Para que servem as urnas na União Européia?
A repercussão da decisão tomada pela maioria dos eleitores na República da Irlanda, em não adotar o Tratado de Lisboa, que substituiu a também rechaçada Constituição Européia, revela o cerne da propalada democracia européia: 'só serve se está a nosso f
Publicado 17/06/2008 14:41
Em 2005, os povos da França e da Holanda votaram contra a instalação da Constituição Européia, um calhamaço de mais de seiscentas páginas que aboliria direitos dos trabalhadores e abriria o espaço para que a Europa se tornasse — ainda mais — uma federação de Estados movida unicamente pelos interesses financeiros do grande capital.

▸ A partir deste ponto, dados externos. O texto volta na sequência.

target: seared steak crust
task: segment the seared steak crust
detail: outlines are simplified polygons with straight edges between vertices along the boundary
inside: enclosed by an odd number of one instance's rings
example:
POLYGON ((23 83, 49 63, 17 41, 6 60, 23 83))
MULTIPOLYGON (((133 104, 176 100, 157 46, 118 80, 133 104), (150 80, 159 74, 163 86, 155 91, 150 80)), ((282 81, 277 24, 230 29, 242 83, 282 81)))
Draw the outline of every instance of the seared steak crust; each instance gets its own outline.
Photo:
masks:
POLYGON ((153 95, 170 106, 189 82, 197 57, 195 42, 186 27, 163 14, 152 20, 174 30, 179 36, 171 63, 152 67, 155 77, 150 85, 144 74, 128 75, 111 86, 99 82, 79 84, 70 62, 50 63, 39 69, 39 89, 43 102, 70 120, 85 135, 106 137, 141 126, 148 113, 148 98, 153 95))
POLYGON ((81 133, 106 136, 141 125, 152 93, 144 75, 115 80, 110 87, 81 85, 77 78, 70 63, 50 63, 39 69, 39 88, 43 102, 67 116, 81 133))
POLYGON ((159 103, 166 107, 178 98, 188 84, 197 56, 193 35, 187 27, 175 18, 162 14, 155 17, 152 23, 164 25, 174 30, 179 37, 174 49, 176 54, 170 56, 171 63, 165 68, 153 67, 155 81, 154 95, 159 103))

Tanto pela esquerda quanto pela direita, o calhamaço foi repudiado. O golpe foi sentido pela classe dirigente do continente. O chamado ''Tratado de Lisboa'', assinado na capital portuguesa, no dia 13 de dezembro de 2007, pelos 27 chefes de Estado e governo da União Européia, é um 'resumão' da mal-fadada constituição.
Ele pressupõe a federalização da UE e a criação de um super-estado europeu, cujas instituições não eleitas democraticamente seriam dominadas por uma direção escolhida pelos países ricos e de acordo com os interesses das suas multinacionais.
A fervura resultante da recusa popular na Irlanda já começou a fazer estragos na derrotada governança européia. Os dirigentes acusam os irlandeses de terem ''metido a Europa'' em um ''beco sem saída'' e agora querem que o governo Irlandês solucione o ''problema'', já que para a adoção do acordo se exige a unanimidade entre os 27 integrantes do grupo.
O secretário de Estado da Espanha, Diego López Garrido, defende a idéia de alijar a Irlanda do processo, uma vez que, segundo eles, não existem mais possibilidades de obter um consenso ainda maior que o obtido no falido Tratado de Lisboa.
O presidente espanhol, José Luís Rodríguez Zapatero, chegou a afirmar que se deve ''respeitar ''a decisão da maioria dos europeus de querer mais Europa''. O interessante é que o tal Tratado foi produto de negociação entre chefes de Estado, que determinaram evitar a consulta popular para, óbvio, chegarem à aprovação via ratificação de suas dóceis assembléias e parlamentos.
O enfurecido Zapatero ainda quis retirar do povo irlandês seu direito de expressar nas urnas o descontentamento com o Tratado — que só foi obtido por meio de duras negociações entre governantes —, afirmando que isso ''é um freio ao projeto europeu'' e pedindo aos governantes da Irlanda que solucionem o impasse.
Como, Zapatero não diz, mas é óbvio que não vai ser por meio de mais um referendo.
Suas frases podem ser interpretadas como reação tardia à experiência de repúdio popular por meio dos referendos da França e da Holanda. Os governos europeus recorreram então à aprovação via parlamento, um ambiente muito mais favorável às propostas neoliberais.
No entanto, não contavam com o repúdio irlandês. O país é o único do conjunto de 27 nações da UE cuja constituição estabelece que qualquer mudança de caráter nacional nas suas leis tenha de ser realizada por meio de referendo.
O certo é que, para o governo espanhol, as urnas valem menos que uma castanhola, visto que Zapatero pretende dar seqüência ao projeto de ratificação parlamentar do Tratado, explodido pela vontade popular irlandesa.
Na tarde de segunda-feira, o ministro de Relações Exteriores da Eslovênia, Dimitrij Rupel, adiantou-se e já prometeu dar continuidade ao processo parlamentar de ratificação do Tratado.
Depois de um acalorado debate em Luxemburgo, os ministros de Relações Exteriores de quase todos os nove países europeus que ainda não votaram o tratado confirmaram que o farão segundo o calendário já previsto.
Para eles, a ratificação por parte dos outros 26 membros da UE poderia atropelar a vontade dos cidadãos irlandeses e forçar a Irlanda a convocar um novo referendo — até que a proposta do ''sim'' finalmente vença — ou buscar uma saída ''legal'' que permitisse o parlamento daquele país driblar a repúdia popular ao Tratado.
Mesmo assim, quando perguntado sobre a possibilidade de um segundo referendo, o ministro irlandês do Exterior, Micheal Martin, afirmou que seu governo ainda não considerou qualquer alternativa.
Ao mesmo tempo, defendeu que ''as decisões populares devem ser respeitadas'' e que ''não existem soluções rápidas''.
Martin disse que a Irlanda precisa de ''tempo'' para analisar as razões que levaram 53,4% de sua população a votar ''não'' e, com base nessa avaliação, elaborar uma proposta para apresentar a seus parceiros europeus.